Bournemouth 1968, révolution validée

Le premier tournoi officiel de cette nouvelle ère se dispute à Bournemouth, en Angleterre, entre le 22 et le 27 avril 1968. Un amateur y fait fureur, le Britannique Mark Cox. Il bat deux stars professionnelles : Roy Emerson et Pancho Gonzalez. Cox ne gagnera pas le tournoi. Une autre star de l’époque, Ken Rosewall, sortira vainqueur face à Rod Laver en finale. C’est une réussite pour les organisateurs. Les ventes de billets sont six fois supérieures à celles des années précédentes. « Si quelqu’un doutait que l’ère Open puisse galvaniser l’intérêt du public du jour au lendemain, voici la réponse », écrit la journaliste britannique Linda Timms pour World Tennis au lendemain de la finale. 

« Le passage à l’ère Open a été un immense pas en avant pour le tennis, nous souffle Steve Flink. Ça a énormément contribué à la popularité de ce sport. Le public pouvait enfin voir les meilleurs joueurs du monde, qui ont d’ailleurs gagné les premiers Grands Chelems sous l’ère Open. Ken Rosewall à Roland-Garros, Rod Laver et Billie Jean King à Wimbledon ! »

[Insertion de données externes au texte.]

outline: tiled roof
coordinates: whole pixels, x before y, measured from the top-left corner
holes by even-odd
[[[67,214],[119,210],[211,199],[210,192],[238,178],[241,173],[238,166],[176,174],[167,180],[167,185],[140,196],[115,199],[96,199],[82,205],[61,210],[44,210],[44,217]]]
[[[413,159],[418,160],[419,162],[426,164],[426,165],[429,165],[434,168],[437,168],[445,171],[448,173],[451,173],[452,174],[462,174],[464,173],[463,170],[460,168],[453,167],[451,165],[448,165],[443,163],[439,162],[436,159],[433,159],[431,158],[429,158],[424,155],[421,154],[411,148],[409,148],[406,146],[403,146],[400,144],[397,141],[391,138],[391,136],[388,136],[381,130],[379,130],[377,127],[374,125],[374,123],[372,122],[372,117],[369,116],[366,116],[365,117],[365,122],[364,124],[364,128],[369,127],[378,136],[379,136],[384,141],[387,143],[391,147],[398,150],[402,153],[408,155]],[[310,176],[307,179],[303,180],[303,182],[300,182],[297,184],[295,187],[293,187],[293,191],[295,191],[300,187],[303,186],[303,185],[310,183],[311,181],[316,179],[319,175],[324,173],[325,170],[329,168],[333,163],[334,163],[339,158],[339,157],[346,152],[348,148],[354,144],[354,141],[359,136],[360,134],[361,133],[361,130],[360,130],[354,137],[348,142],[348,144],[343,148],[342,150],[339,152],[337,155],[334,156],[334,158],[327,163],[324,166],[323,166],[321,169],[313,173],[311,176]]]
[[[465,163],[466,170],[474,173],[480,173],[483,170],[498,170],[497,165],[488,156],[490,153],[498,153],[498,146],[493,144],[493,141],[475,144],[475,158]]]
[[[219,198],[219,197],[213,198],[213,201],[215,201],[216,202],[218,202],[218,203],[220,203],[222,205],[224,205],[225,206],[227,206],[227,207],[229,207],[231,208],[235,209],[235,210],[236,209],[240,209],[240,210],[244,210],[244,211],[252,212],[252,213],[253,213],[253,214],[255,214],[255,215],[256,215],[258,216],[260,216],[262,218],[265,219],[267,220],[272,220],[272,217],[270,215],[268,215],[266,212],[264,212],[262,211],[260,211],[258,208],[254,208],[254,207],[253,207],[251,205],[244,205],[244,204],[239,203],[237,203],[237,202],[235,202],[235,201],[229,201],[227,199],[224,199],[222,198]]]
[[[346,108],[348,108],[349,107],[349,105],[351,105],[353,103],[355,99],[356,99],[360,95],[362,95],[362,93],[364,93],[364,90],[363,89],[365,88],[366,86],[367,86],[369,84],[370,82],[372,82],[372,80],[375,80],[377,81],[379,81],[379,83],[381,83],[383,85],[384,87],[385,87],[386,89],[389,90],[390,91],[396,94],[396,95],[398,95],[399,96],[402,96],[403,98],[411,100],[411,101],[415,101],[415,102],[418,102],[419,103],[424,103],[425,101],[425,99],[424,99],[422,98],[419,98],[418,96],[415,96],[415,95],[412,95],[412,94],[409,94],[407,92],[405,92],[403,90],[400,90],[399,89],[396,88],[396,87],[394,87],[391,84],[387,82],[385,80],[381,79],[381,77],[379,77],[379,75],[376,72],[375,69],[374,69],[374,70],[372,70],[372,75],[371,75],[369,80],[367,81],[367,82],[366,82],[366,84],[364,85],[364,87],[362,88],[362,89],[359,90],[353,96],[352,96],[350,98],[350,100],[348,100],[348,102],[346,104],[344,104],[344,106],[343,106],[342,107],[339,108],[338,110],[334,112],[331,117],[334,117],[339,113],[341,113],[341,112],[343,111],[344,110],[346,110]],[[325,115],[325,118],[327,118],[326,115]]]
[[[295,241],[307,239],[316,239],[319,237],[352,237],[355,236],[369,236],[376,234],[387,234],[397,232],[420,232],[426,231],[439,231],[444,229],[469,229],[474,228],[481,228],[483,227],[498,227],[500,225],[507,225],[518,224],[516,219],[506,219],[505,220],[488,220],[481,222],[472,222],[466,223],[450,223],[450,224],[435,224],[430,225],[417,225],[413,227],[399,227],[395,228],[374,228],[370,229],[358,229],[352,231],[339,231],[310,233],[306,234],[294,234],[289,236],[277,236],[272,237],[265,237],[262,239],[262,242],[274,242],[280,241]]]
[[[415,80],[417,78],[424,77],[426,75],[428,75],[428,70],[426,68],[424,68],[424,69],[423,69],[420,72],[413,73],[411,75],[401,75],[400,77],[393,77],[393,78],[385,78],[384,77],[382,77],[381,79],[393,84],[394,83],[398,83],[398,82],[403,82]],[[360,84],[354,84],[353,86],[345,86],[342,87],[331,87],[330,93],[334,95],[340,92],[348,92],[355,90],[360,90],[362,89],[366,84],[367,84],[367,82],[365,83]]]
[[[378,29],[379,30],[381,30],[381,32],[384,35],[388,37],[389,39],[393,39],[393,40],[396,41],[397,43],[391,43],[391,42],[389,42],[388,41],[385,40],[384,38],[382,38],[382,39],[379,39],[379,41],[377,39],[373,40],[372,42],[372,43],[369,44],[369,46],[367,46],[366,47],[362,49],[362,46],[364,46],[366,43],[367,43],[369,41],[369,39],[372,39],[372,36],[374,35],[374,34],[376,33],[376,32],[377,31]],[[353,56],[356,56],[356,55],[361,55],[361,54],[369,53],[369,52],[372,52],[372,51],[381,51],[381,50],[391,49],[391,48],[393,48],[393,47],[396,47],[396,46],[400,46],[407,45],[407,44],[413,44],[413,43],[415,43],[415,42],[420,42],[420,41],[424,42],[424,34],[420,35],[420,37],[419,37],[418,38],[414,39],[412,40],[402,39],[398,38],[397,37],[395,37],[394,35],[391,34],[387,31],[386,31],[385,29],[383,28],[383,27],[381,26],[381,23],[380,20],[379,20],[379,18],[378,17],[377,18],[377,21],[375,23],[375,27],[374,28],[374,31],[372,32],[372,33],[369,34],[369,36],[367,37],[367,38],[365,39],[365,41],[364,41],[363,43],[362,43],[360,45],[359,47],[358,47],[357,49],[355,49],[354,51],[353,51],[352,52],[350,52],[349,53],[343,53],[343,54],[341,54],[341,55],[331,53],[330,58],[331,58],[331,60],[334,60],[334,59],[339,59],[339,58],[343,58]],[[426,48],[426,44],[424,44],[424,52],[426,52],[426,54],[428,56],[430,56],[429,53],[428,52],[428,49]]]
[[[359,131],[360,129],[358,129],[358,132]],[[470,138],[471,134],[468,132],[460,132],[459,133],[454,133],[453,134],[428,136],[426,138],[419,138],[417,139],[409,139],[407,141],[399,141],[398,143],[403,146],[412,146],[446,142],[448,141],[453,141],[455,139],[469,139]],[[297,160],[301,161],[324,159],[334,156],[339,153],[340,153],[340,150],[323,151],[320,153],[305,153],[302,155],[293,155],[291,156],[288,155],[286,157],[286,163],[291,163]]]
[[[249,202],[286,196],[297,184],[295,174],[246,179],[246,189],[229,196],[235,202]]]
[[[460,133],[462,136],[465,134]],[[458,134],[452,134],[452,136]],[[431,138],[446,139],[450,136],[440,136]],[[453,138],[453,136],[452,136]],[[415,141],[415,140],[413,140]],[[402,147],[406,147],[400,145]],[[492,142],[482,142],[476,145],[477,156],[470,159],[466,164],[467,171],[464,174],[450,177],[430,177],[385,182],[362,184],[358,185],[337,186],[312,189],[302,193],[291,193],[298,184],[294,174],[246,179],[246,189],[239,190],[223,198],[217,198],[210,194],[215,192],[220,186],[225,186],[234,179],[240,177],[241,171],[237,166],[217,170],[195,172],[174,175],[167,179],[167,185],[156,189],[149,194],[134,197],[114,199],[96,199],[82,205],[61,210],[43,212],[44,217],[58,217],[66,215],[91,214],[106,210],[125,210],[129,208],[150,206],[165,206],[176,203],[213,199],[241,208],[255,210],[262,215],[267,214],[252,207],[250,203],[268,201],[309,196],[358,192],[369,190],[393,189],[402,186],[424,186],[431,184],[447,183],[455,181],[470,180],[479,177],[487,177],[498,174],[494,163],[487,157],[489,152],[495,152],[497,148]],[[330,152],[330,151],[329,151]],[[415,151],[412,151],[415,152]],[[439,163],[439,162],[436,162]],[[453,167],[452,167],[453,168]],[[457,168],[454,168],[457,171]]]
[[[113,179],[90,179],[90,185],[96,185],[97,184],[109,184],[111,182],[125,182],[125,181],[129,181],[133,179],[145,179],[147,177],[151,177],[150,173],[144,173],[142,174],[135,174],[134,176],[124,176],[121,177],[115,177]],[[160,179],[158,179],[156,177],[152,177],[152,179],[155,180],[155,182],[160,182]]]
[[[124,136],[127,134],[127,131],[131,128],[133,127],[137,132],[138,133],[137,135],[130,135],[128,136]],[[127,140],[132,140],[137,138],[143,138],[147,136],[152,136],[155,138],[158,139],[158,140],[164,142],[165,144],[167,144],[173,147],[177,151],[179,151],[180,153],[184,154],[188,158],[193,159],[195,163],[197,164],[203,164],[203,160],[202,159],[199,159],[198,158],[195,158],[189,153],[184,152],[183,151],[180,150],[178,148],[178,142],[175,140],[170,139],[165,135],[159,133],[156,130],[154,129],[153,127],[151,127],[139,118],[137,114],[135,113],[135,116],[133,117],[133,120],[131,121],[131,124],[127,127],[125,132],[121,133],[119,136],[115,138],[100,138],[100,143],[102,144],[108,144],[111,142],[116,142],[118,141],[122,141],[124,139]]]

La qualité du tennis joué partout dans le monde s’améliore rapidement. L’intérêt du public et des sponsors pour couvrir ces tournois s’accroît. Les revenus et le professionnalisme du tennis se développent dès le début des années 70. Les joueurs verront dans cette ère moderne l’opportunité de construire un vrai business, pour gagner plus d’argent. Mais cette quête de pouvoir et de reconnaissance s’apprête à créer une nouvelle séparation, entre les hommes et les femmes, cette fois. Pensant être plus populaires et bankables que leurs homologues féminines, ces messieurs réfléchiront à un plan de développement dans leur coin. Le point de départ d’une fragmentation du pouvoir et d’une lutte pour une égalité de traitement face aux primes. Dont le tennis n’est pas encore sorti aujourd’hui.